I am at a loss.. My boyfriend and I have had three rats for just under a year. I've had rats as pets since I was about 8, so I'm experienced with their care. We got our three brother blue dumbo rats from the same litter. Bradbury, our lazy fatty, is the berkshire. Orwell, the shy gentleman as I like to call him, is the little capped one who was the runt of the litter. And then there was Vonnegut, our handsome masked rat, who is super friendly, very smart and outgoing rat who loved attention. I love ALL of them equally, don't get me wrong. But Vonnegut had the winning personality that won the favor of even our rat-fearing guests. It is so unexpected... he actually seemed the healthiest to me, seeing as how he was not overweight like Bradbury, and our small rat Orwell is so very runty for a male rat and has anxiety. Vonnegut was by far the most active- other than the occasional very minor micoplasma flair-up where there was sometimes a little red in the corner of his eyes, he never had any breathing problems even when the flair-ups happened. No tumors, or injuries of any kind. :'( I don't understand.... I feel like I take such good care of them, this isn't fair!!! I was playing with him last night, giving him his pets. I can't believe he didn't make it to tonight's play time session. I noticed no lethargic behavior at all... I feel so terrible for not giving him attention earlier today, other than to give him more food. He liked to shove his little head into my hand, and would close his eyes as I stroked his back with my other hand for minutes at a time. He was always the one who came running when I called, and loved attention so much. By far the friendliest, most loving and outgoing rat I have ever had.

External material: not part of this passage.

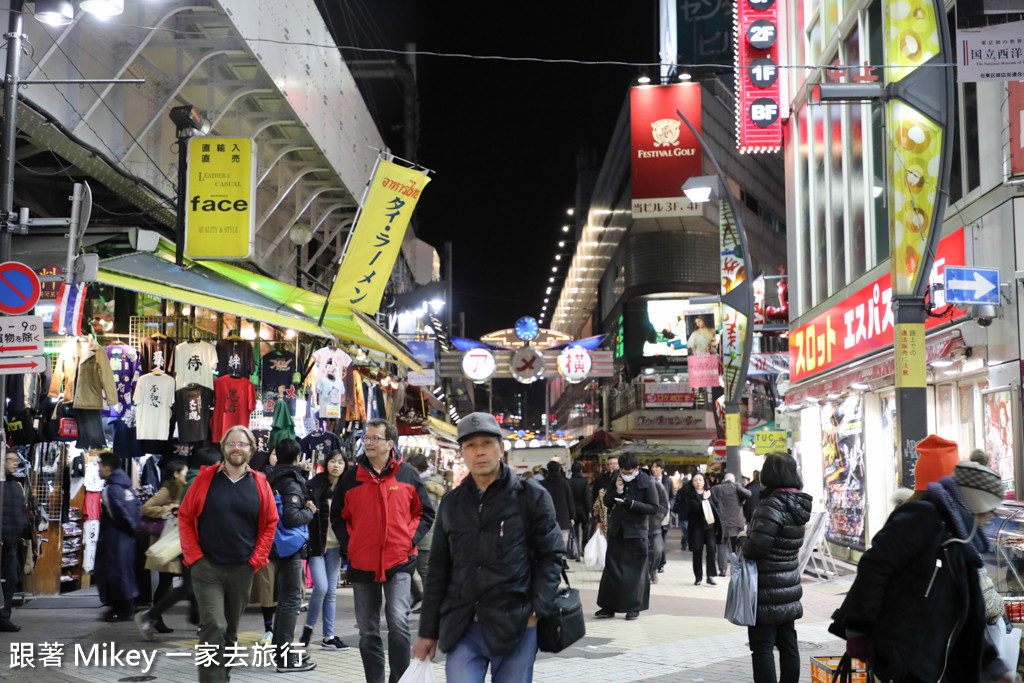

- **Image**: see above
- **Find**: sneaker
[321,636,348,650]
[135,611,157,640]
[278,655,316,674]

I have been wracking my brain trying to figure out if there may be something that I had done that had triggered his death, but I have no idea... I clean their critter nation cage 1-2 times a week, and I do not use any strong chemicals, mostly nature's miracle between taking it outside for washings. Their bedding is fleece, torn up paper towels, and their many fleece hammocks. I feed them regal rat food along with some benign vegetables, mainly carrots, peas, and broccoli, with the occasional strawberry. They get quite a bit of attention and free range time every day. I have scoured my room for clues and have come across very little, other than kitty litter that he could have ingested. My garbage is out of reach, and that is the only other thing that could hold potentially harmful things. ??? I am starting to just think that he may have had some internal problem, that struck quickly. I got these guys from a lady that wasn't the best of "breeders", but when I came to look at them, I couldn't resist. I know that rats are very stoic, but I play with them a lot... I feel like I would have noticed if he was in pain, or was actually looking weak, as opposed to lazy. I am so sad... I suppose I just need some consoling to feel like this isn't entirely my fault.


----------



## PrincessWolford (Jun 3, 2013)

I am so sorry for your loss! It never gets easier. 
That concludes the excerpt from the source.